Re: Count based triggers and latency

Posted by Kenneth Knowles <ke...@apache.org>.
Another thing to keep in mind - apologies if it was already clear:
triggering governs aggregation (GBK / Combine). It does not have any effect
on stateful DoFn.

On Mon, Oct 12, 2020 at 9:24 AM Luke Cwik <lc...@google.com> wrote:

> The default trigger will only fire when the global window closes which
> does happen with sources whose watermark goes > GlobalWindow.MAX_TIMESTAMP
> or during pipeline drain with partial results in streaming. Bounded sources
> commonly have their watermark advance to the end of time when they complete
> and some unbounded sources can stop producing output if they detect the end.
>
> Parallelization for stateful DoFns are per key and window. Parallelization
> for GBK is per key and window pane. Note that  elementCountAtLeast means
> that the runner can buffer as many as it wants and can decide to offer a
> low latency pipeline by triggering often or better throughput through the
> use of buffering.
>
>
>
> On Mon, Oct 12, 2020 at 8:22 AM KV 59 <kv...@gmail.com> wrote:
>
>> Hi All,
>>
>> I'm building a pipeline to process events as they come and do not really
>> care about the event time and watermark. I'm more interested in not
>> discarding the events and reducing the latency. The downstream pipeline has
>> a stateful DoFn. I understand that the default window strategy is Global
>> Windows,. I did not completely understand the default trigger as per
>>
>> https://beam.apache.org/releases/javadoc/2.23.0/org/apache/beam/sdk/transforms/windowing/DefaultTrigger.html
>> it says Repeatedly.forever(AfterWatermark.pastEndOfWindow()), In case of
>> global window how does this work (there is no end of window)?.
>>
>> My source is Google PubSub and pipeline is running on Dataflow runner I
>> have defined my window transform as below
>>
>> input.apply(TRANSFORM_NAME, Window.<T>into(new GlobalWindows())
>>> .triggering(Repeatedly.forever(AfterPane.elementCountAtLeast(1)))
>>> .withAllowedLateness(Duration.standardDays(1)).discardingFiredPanes())
>>
>>
>> A couple of questions
>>
>>    1. Is triggering after each element inefficient in terms of
>>    persistence(serialization) after each element and also parallelism
>>    triggering after each looks like a serial execution?
>>    2. How does Dataflow parallelize in such cases of triggers?
>>
>>
>> Thanks and appreciate the responses.
>>
>> Kishore
>>
>

Re: Count based triggers and latency

Posted by Luke Cwik <lc...@google.com>.
The default trigger will only fire when the global window closes which does
happen with sources whose watermark goes > GlobalWindow.MAX_TIMESTAMP or
during pipeline drain with partial results in streaming. Bounded sources
commonly have their watermark advance to the end of time when they complete
and some unbounded sources can stop producing output if they detect the end.

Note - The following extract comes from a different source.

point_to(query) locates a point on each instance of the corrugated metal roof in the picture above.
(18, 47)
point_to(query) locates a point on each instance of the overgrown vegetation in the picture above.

Parallelization for stateful DoFns are per key and window. Parallelization
for GBK is per key and window pane. Note that  elementCountAtLeast means
that the runner can buffer as many as it wants and can decide to offer a
low latency pipeline by triggering often or better throughput through the
use of buffering.



On Mon, Oct 12, 2020 at 8:22 AM KV 59 <kv...@gmail.com> wrote:

> Hi All,
>
> I'm building a pipeline to process events as they come and do not really
> care about the event time and watermark. I'm more interested in not
> discarding the events and reducing the latency. The downstream pipeline has
> a stateful DoFn. I understand that the default window strategy is Global
> Windows,. I did not completely understand the default trigger as per
>
> https://beam.apache.org/releases/javadoc/2.23.0/org/apache/beam/sdk/transforms/windowing/DefaultTrigger.html
> it says Repeatedly.forever(AfterWatermark.pastEndOfWindow()), In case of
> global window how does this work (there is no end of window)?.
>
> My source is Google PubSub and pipeline is running on Dataflow runner I
> have defined my window transform as below
>
> input.apply(TRANSFORM_NAME, Window.<T>into(new GlobalWindows())
>> .triggering(Repeatedly.forever(AfterPane.elementCountAtLeast(1)))
>> .withAllowedLateness(Duration.standardDays(1)).discardingFiredPanes())
>
>
> A couple of questions
>
>    1. Is triggering after each element inefficient in terms of
>    persistence(serialization) after each element and also parallelism
>    triggering after each looks like a serial execution?
>    2. How does Dataflow parallelize in such cases of triggers?
>
>
> Thanks and appreciate the responses.
>
> Kishore
>